Three, Fifty Shades is a media-grabber because 1, it was originally fan fiction, 2, it was originally published as an e-book, THEN went to paperback, which isn’t usually how these things are done, and 3, it’s erotica, not romance. Yes, I said it. I will also say it is NOT “mommy-porn,” which is a phrase that really bothers me and I’d like to hurt the person who invented it. Ana is just out of college, completely naive about the world, falls for a 28 year old guy- on what planet was this written for women who have children alone? It was written for fans of Twilight. Who may or may not be mothers, college students, doctors, teachers, bus drivers, secretaries, IT geeks, whatever. I could really give a crap who reads this, except that I wouldn’t recommend it for the book club. Could be awkward.

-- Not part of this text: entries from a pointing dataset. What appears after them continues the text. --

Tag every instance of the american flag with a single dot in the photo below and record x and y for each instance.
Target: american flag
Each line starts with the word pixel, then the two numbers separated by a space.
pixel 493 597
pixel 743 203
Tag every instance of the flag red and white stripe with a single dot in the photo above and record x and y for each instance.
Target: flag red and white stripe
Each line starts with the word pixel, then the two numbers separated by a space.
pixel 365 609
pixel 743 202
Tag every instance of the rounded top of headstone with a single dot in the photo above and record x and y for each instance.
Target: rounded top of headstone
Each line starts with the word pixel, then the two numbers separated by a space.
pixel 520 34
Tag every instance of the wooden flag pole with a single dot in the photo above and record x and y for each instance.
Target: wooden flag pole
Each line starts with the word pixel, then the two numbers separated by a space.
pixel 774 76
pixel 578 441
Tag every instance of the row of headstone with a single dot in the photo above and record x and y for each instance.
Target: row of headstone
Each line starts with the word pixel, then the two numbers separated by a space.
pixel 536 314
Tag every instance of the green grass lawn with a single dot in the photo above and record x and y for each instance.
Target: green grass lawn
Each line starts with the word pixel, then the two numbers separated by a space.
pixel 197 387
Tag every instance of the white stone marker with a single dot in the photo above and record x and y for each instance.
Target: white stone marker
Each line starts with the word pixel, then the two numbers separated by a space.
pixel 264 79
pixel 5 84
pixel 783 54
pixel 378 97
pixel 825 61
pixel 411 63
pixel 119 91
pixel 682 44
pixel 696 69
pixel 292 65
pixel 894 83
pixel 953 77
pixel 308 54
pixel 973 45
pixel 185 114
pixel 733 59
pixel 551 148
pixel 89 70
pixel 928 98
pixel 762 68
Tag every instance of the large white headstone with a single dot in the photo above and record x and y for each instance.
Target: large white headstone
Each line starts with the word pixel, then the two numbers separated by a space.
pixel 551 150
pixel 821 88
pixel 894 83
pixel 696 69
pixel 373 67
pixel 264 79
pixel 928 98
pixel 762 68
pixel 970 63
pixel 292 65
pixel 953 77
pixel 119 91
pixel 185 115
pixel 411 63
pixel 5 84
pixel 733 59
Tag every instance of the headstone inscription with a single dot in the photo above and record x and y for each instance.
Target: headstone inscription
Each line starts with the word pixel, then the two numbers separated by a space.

So beside the crappy writing and the sometimes questionable sexual choices (note: the BDSM stuff is really only the first book. The second two are much, much more what Christian so fondly calls “vanilla,” and only ventures into unknown territory once in a great while. I am seriously frustrated with reviewers who say women who read this are seriously into S&M and it’s a reflection of the kinky things women want, without mentioning the second and third books. It’s about a woman falling for a dangerous man and her attempt to change him while not changing him and how that never works, unless he wants to change himself. OR she changes for him), what’s my problem with this book? Nothing really. It isn’t my cup of tea, but whatevs. Neither is Ayn Rand.

What I do have a serious problem with, is the backlash against this book, especially coming from librarians. There’s been a LOT of chatter over the last week or two about LIBRARIANS (DEFENDERS OF THE FIRST AMENDMENT AND PROTECTORS OF THE FAITH) pulling these books from shelves and refusing to buy it for their patrons! I’m fairly frothing at the mouth. Censorship is bad. Judging your patrons based on their checkout habits is bad. Refusing to buy popular fiction because you don’t like it/agree with it/someone complains about it is bad. What about the ALA Code of Ethics and Bill of Rights!

I. Books and other library resources should be provided for the interest, information, and enlightenment of all people of the community the library serves. Materials should not be excluded because of the origin, background, or views of those contributing to their creation.

(from the ALA)

It says it right there. Books should be provided for the interest of the user (Fifty Shades certainly has interest. 1933 holds on 434 physical copies, 2203 holds on 144 e-book versions at the NYPL alone). Books shouldn’t be excluded based on the views of the authors. E.L. James thought Edward would be a freak in the sack and that Bella would go for it, and she wrote it down and is making bank. Librarians who are pulling this book are embarrassing me. Stop doing that, and go do something else, like program a writing seminar for your patrons. If there are any more fan fiction bestsellers, I’d like them to be better written.